The set of all fixed points of a continuous function is an interval The function $f:\mathbb{R}\rightarrow \mathbb{R}$ is said to have property
(P) if
$$
\text{(P) }f\text{ is continuous and }2f\left( f\left( x\right) \right)
=3f\left( x\right) -x,\text{ }\forall x\in \mathbb{R}\text{.}
$$
I want to prove that if $f$ has (P), then the set of all fixed points of $f$,
$$
M=\left\{ x\in \mathbb{R}\text{, }f\left( x\right) =x\right\}
$$
is a non-empty interval.
Denote $f^{n}:=\underset{n\text{ times }f}{\underbrace{f\circ ...\circ f}},$ $\forall n\geq 2,$ $f^{1}:=f.$ Since (P) one deduces inductively that $f$
fulfills the second-order recurrence
$$
2f^{n+2}\left( x\right) -3f^{n+1}\left( x\right) +f^{n}\left( x\right) =0,%
\text{ }\forall x\in \mathbb{R},\text{ }\forall n\geq 1.
$$
The characteristic equation
$$
2r^{2}-3r+1=0
$$
gives the roots
$$
r_{1}=1\text{, }r_{2}=\frac{1}{2}.
$$
Hence,
$$
f^{n}\left( x\right) =a\left( x\right) +\frac{b\left( x\right) }{2^{n}},%
\text{ }\forall x\in \mathbb{R}\text{, }\forall n\geq 1,
$$
where
$$
b\left( x\right) =-a\left( x\right) +x.
$$
I don't know how to determine from now on the function $a\left( x\right) .$
I also want to find all functions having (P). Any help would be really appreciated.

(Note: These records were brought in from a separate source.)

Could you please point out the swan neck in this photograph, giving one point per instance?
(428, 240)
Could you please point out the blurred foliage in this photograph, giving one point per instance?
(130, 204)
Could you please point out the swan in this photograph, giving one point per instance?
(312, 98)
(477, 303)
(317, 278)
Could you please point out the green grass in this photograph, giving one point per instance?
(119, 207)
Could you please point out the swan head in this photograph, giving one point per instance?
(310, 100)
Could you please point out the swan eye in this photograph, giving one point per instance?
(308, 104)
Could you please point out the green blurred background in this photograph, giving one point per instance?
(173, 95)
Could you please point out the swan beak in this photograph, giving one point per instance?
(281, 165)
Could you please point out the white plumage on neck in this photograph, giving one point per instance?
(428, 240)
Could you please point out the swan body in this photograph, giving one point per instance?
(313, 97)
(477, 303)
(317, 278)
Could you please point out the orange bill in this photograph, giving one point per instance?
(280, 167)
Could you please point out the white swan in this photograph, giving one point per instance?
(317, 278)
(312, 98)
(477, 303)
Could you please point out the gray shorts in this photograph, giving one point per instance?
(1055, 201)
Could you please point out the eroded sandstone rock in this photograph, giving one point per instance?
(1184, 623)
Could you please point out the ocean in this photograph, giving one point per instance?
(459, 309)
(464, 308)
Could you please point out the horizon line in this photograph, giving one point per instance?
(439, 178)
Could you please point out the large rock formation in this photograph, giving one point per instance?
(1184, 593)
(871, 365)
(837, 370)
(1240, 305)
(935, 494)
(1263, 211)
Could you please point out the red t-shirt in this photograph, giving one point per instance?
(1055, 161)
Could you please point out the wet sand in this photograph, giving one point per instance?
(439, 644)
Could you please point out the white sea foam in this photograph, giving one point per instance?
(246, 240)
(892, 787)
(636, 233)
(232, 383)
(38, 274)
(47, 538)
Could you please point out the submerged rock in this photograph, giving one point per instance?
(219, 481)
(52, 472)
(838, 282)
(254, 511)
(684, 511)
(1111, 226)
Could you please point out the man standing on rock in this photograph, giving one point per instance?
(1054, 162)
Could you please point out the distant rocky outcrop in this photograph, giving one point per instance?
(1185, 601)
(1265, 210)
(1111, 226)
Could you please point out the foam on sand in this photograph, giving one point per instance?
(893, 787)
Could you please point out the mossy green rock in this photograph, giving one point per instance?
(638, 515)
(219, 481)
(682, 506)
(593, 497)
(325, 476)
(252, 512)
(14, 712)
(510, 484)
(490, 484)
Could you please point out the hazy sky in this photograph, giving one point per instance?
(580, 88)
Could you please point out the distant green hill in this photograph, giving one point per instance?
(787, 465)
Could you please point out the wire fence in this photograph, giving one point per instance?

 A: Take any $a_0$. Define $a_1=f(a_0)$, $a_2=f(a_1)$, etc. Then
$$
f(a_{n+1})-a_{n+1}=f(f(a_{n}))-f(a_{n})=\frac 12 (f(a_n)-a_n).
$$
Thus
$$
f(a_n)-a_n=\frac{1}{2^n}(f(a_0)-a_0).
$$
Then
$$
a_{N+1}-a_0=
\sum_{n=0}^N a_{n+1}-a_n=\sum_{n=0}^N f(a_{n})-a_n=\sum_{n=0}^N \frac{1}{2^n}(f(a_0)-a_0)$$
Let $N\to\infty$, we see $a_{N+1}-a_0\to 2(f(a_0)-a_0)$. That is,
$$
a_N\to c=a_0+2[f(a_0)-a_0].
$$
But
$$f(c)=f(\lim a_N)=\lim f(a_N)=\lim a_{N+1}=c,$$
the second equal sign used $f$ being continuous.
So we get a fixed point.
If $f$ has at least two fixed points, assume the fixed point set is not an interval. Then  there exists an interval $[a, b]$ so that $f(a)=a$, $f(b)=b$ but $f(x)\neq x$ for $x\in (a, b)$. First assume $f(x)>x$ for $x\in (a, b)$. Take $a_0>a$ sufficiently close to
$a$, so $f(a_0)-a_0$ is very small. Thus we get a fixed point $c=a_0+2[f(a_0)-a_0]$ that is very close to $a_0$, but bigger than $a_0$ and therefore inside $(a, b)$. Contradiction. If $f(x)<x$ for $x\in (a, b)$ we can choose $a_0<b$ very close to $b$ and similarly get a contradiction.
For classification, one can check
$$
f=\left\{
\begin{array}{lllll}
\frac x2+\frac a2 & \ \ \ \ \text{ if } x<a \\
x & \ \ \ \ \text{ if } a\leq x\leq b \\
\frac x2+\frac b2 & \ \ \ \ \text{ if } x>b \\
\end{array}\right.
$$
Here $a\leq b$ are arbitrary. Sketch of proof: We see if $f(t)>t$ then there is a fixed point bigger than $t$; so after the fixed point interval $[a, b]$ we must have $f(t)<t$; similarly before the fixed point interval $[a, b]$ we must have $f(t)>t$. Observe if $x=a_0$ is not a fixed point, then all $a_n$ is not a fixed point, and if $f(a_0)>a_0$, then all $a_n$ satisfies
$f(a_n)>a_0$. Similar for $<$. So for $a_0$ before the fixed point interval, it must be $a_n\to a$, i.e.
$$
c=a_0+2[f(a_0)-a_0] \text{ must equal to } \,\, a
$$
This implied $f(a_0)=\frac{a_0}{2}+\frac a2$.